Semantic processing, which expresses relationships among concepts represented by phrases, has been a favorite research topic in academia and industry. The ongoing desire for software to inference information from context has been one of the goals of artificial intelligence. Semantic analysis has been studied in the context of:
- Natural language processing. Text and speech recognition (language translation, for instance).
- Correlation and data mining. Trend analysis (for data warehousing, threat detection, and so on).
- Thematic searches. Refined searches and queries that leverage an awareness of the business context.
Likewise, Semantic Service-Oriented Architectures (SSOAs) have been proposed. SSOA introduces semantic enhancement to services such that an agent aware of the semantic model can combine services dynamically to satisfy business goals.
For instance, IBM uses semantic processing in its Websphere Business Fabric software (www-306.ibm.com/software/solutions/soa/servicesfabric.html), and Software AG is doing likewise with its Information Integrator (www.softwareag.com/Corporate/products/cv/inf_int). Progress Software has partnered with Microsoft to provide its Progress Apama Event Processing Platform as a component of Microsoft's "Markets in Financial Instruments Directive" suite.
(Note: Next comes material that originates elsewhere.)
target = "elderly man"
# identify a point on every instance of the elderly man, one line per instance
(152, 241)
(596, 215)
Semagix (recently purchased by Fortent) used its Semantic Enhancement Technology to create an SSOA framework to build a money-laundering detection application called "CIRAS" (short for "Customer Identification and Risk Assessment"). And Ontology Works (www.ontologyworks.com) is involved in a project with NASA to create an SSOA for internal use (www.semantic-conference.com).
But before discussing semantic analysis in an SOA environment, understanding the relative terms can be useful. The definitions assume that a vocabulary (formally, a controlled vocabulary) exists for a domain of interest:
- Taxonomy. A classification scheme that uses parent-child or associative relationships among terms.
- Ontology. Both the vocabulary and a set of formal rules for combining elements to express something meaningful in the domain. Taxonomies can be considered a subset of ontologies.
To semantically enhance services, ontologies need to be defined on the domain of interest. There are different approaches to building ontology:
- Deterministic approaches, which usually imply manual ontology creation. This generally involves tools to help create ontology in a specific format. The ontology is created by domain experts and can be tedious and time consuming.
- Statistical approaches, which attempt to address the fact that domain knowledge may be incomplete, uncertain, or may change over time (changes in business models, for example). Statistical approaches try to build ontologies based on input sampling. Starting with an initial ontology, relevant documents associated with a particular concept are sampled. Using a technique such as Bayesian networks (www.ddj.com/dept/architect/184406064) to extend the First Order Logic of a language such as the Web Ontology Language (OWL), inputs are associated to types or subtypes using conditional probabilities. Inferencing is used to suggest the addition or removal of nodes and leaves.